Réforme du collège : il y aura toujours une alternative à la résignation et aux inégalités !

Nous reproduisons ici le texte de la tribune publiée dans l’Humanité du lundi 4 mai 2015 signée par Laurence De Cock du collectif Aggiornamento Histoire géographie et Grégory Chambat du collectif Questions de classes(s).

« Civilisation » ou « barbarie », telle est, selon Marianne, l’alternative dans laquelle nous enferme la réforme du collège. Une certaine gauche - ralliée au libéralisme et au tout sécuritaire – en est ainsi réduite à relayer les thèses éducatives les plus conservatrices. Régis Debray et la « pédagogie-Nutella », Bruno-Roger Petit qui en appelle à Voltaire contre Dieudonné, Brighelli éructant contre « les idiots utiles des barbares », la question scolaire est réduite aux ricanements méprisants sur le collège « Jamel Debbouzze »...
Au nom d’un catastrophisme dans l’air du temps, on rigole bien dans les rédactions, les studios et sans doute les dîners mondains.
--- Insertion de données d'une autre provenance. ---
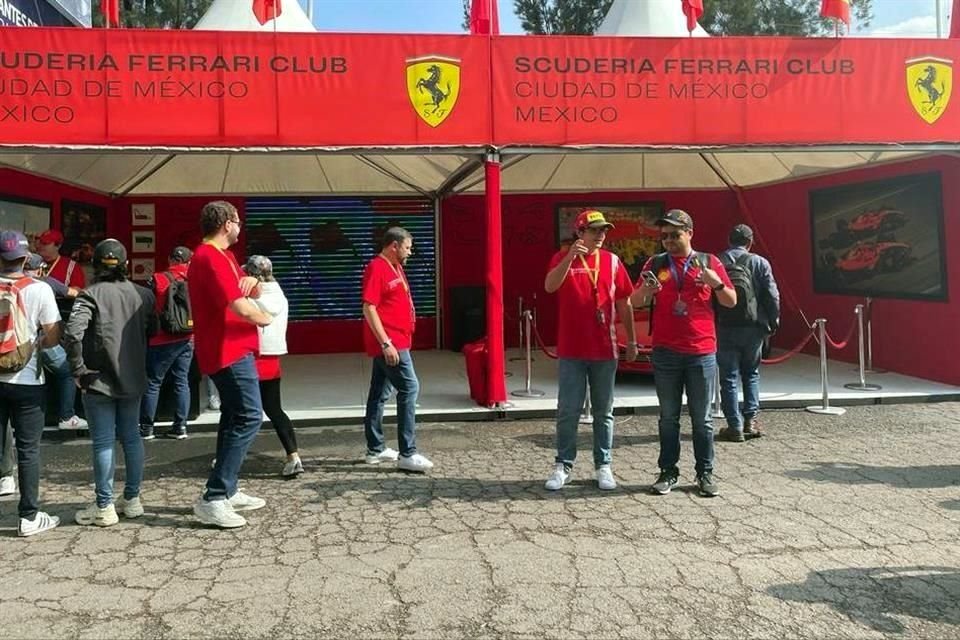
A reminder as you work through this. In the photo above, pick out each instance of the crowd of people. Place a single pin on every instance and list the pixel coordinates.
(706, 312)
(121, 341)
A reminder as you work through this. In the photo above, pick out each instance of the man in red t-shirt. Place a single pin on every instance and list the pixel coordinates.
(168, 354)
(591, 284)
(225, 330)
(682, 285)
(389, 319)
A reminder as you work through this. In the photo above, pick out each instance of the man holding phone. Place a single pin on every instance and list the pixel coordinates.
(682, 289)
(592, 284)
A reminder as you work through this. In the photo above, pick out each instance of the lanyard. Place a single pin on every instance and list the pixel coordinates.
(679, 278)
(593, 274)
(399, 273)
(224, 254)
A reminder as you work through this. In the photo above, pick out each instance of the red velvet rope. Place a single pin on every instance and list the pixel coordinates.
(789, 354)
(846, 340)
(543, 347)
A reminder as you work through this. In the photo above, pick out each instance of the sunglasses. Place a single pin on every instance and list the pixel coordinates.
(671, 235)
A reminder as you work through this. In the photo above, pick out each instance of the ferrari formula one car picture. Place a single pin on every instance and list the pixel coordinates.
(866, 259)
(864, 225)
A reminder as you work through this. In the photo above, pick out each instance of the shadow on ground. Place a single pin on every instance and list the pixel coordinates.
(919, 477)
(876, 596)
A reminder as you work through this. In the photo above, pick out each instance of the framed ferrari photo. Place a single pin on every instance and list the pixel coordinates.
(882, 238)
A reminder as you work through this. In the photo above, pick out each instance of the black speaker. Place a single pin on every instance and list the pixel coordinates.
(468, 315)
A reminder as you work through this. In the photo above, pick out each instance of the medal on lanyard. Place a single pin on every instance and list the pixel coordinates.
(594, 275)
(680, 307)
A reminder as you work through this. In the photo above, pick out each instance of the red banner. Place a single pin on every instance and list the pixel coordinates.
(723, 91)
(234, 89)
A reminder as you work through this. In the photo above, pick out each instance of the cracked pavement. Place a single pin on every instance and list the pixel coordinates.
(827, 527)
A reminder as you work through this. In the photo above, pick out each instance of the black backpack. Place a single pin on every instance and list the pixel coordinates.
(176, 317)
(747, 312)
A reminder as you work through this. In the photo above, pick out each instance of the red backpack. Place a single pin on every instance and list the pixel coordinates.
(16, 339)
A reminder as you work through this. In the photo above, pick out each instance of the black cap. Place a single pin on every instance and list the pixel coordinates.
(180, 255)
(109, 254)
(741, 235)
(677, 218)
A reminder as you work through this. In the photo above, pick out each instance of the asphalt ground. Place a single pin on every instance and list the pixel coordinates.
(827, 527)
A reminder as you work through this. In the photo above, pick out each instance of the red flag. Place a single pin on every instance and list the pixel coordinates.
(483, 18)
(955, 20)
(693, 9)
(111, 12)
(837, 9)
(266, 10)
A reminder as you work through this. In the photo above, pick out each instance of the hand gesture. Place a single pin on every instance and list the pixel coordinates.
(709, 278)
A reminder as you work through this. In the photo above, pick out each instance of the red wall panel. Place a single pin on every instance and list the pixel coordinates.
(912, 337)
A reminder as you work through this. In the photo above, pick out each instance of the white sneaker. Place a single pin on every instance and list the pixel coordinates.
(73, 424)
(292, 468)
(416, 462)
(131, 508)
(558, 478)
(605, 479)
(40, 523)
(106, 517)
(387, 455)
(242, 502)
(8, 486)
(218, 513)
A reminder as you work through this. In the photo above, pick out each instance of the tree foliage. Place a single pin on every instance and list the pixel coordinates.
(776, 17)
(720, 17)
(157, 14)
(551, 17)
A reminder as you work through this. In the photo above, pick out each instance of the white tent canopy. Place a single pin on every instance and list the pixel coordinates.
(662, 18)
(237, 15)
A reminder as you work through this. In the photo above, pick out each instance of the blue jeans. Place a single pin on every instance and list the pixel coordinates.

Trop drôle ce jargon auquel on ne comprend rien ; trop drôle le naufrage d’une jeune ministre femme et (donc ?) pas à la hauteur ; trop drôles ces « pédago-bisounours » qui veulent tuer les savoirs.
Que toutes ces postures sont loin, très loin, de notre quotidien en classe. La réforme mérite d’être débattue, avec rigueur. Oui, l’école française est injuste, inégalitaire, exceptée pour quelques uns, toujours les mêmes. Et ce qu’elle réussit implacablement, sous l’œil vigilant de ses chiens de garde, c’est à se reproduire elle-même pour mieux reproduire la société telle qu’elle est. Ne laissons pas le monopole de la critique scolaire aux seules mains des conservateurs.
Enseignant.e.s, nous savons que la seule « réussite » qui vaille c’est celle de toutes et de tous ; voilà ce qu’ils appellent « égalitarisme ».
Partisans de la coopération, nous défendons le collectif contre l’intérêt particulier, le tri social, les classements et la « consommation » du savoir ; voilà ce qu’ils appellent « pédagogisme ».
Indifférent.e.s à toute méritocratie, nous pensons que la démocratie d’un système ne se mesure pas au nombre de dominés rejoignant le camp des dominants... voilà ce qu’ils dénoncent au nom de l’élitisme « républicain ».
C’est aussi pour ces raisons que nous ne souhaitons pas de cette réforme en l’état. Derrière les intentions louables - dans lesquelles nous nous reconnaissons parce que nous ne les avons pas attendues pour les promouvoir (interdisciplinarité, apprentissages en cycles, etc.) - se perpétuent des réalités structurelles qui contredisent les discours. On ne développe pas l’autonomie en renforçant les hiérarchies ni le travail en équipe en maintenant les inégalités de statuts, de fonctions. On n’éduque pas à la démocratie en concentrant entre les mains d’un seul le pouvoir de nommer et de « récompenser » qui bon lui semble.
Changer cette école, c’est faire enfin de l’égalité (pas celle du hasard des chances) « la » priorité à travers la mixité sociale (carte scolaire redessinée, et transports gratuits) - promesse oubliée. C’est la titularisation des précaires, la transformation des fameuses « indemnités » en temps de concertation, l’élection pour les fonctions spécifiques et la généralisation des établissements expérimentaux plutôt que la promotion individuelle de l’ « enseignant-innovant ».
L’autonomie n’est possible qu’à la condition d’une totale horizontalité. Osons le mot, cela s’appelle l’autogestion. Un horizon socialement émancipateur, non pour défendre ou « aménager » le système, mais pour le transformer.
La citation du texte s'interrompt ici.